Sektkellerei Kattus setzt auf die Kraft der Sonne

Ein Schritt in Richtung energieautarker Sektproduktion: Photovoltaikanlage spart 80 Tonnen CO2 pro Jahr und deckt ein Drittel des Energiebedarfs.

WIEN. Die Sonne ist bei der Traditionskellerei Kattus künftig nicht nur für die Qualität der Weintrauben für die Sektspezialitäten des in fünfter Generation familiengeführten Unternehmens verantwortlich; sie liefert auch Energie für die Produktionsanlage im 19. Wiener Gemeindebezirk. Am Firmensitz in der Billrothstraße kommt ein Drittel des Stroms für die Herstellung der rund 30 Schaumweine von der neuen Photovoltaikanlage am Dach des historischen Hauses, die seit Kurzem in Betrieb ist. Durch die umweltfreundliche Energieversorgung werden jährlich rund 80 t CO2 eingespart, wodurch sich der ökologische Fußabdruck des innovativen Traditionsunternehmens weiter verkleinert.

„Die jährliche CO2-Einsparung entspricht der Speicherleistung von 6.400 Bäumen oder rund 190 Flügen von Wien nach New York City. Kattus investiert mit der Photovoltaikanlage in die eigene Zukunft. Die Qualität unserer Produkte ist direkt von einer intakten Umwelt abhängig“, betont Kattus-Borco-Geschäftsführer Andreas Ruhland.





Klima- und Umweltschutz haben wirtschaftliche Bedeutung
Mit der Installation erreicht Kattus einen weiteren Meilenstein in der langfristigen Nachhaltigkeitsstrategie. Bereits seit drei Jahren ist das Familienunternehmen bio-zertifiziert. Die kürzlich auf den Markt gebrachte Bio-Sekt-Linie „Kattus Organic“ trägt das EU-Bio-Siegel, das Produkte aus kontrolliert biologischem Anbau auszeichnet. Es wird an Unternehmen vergeben, die ökologische Verbesserungen im Anbau und der Verarbeitung von Lebensmitteln fördern.

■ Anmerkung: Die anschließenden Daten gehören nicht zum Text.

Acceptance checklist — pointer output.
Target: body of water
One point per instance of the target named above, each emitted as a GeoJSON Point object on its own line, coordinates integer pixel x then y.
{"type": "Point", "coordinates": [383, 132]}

Nachhaltiges Handeln ist für Kattus nicht nur gesellschaftliche Verantwortung, sondern unternehmerisches Interesse. Die Rohprodukte für prickelnde Köstlichkeiten reifen nur in einer intakten Umwelt heran. Der Klimawandel gefährdet den Weinbau durch Extremwetter wie Spätfrost, Hitzeperioden und Trockenheit, Hagel und starke Gewitter. Maßnahmen zum Pflanzenschutz sind sehr kostspielig und können die Qualität der Trauben beeinflussen. Bei einer deutlichen Erwärmung ist eine Verschiebung des Sortenspektrums zu befürchten. Die Herstellung aus heimischem Anbau wäre langfristig gefährdet. (red)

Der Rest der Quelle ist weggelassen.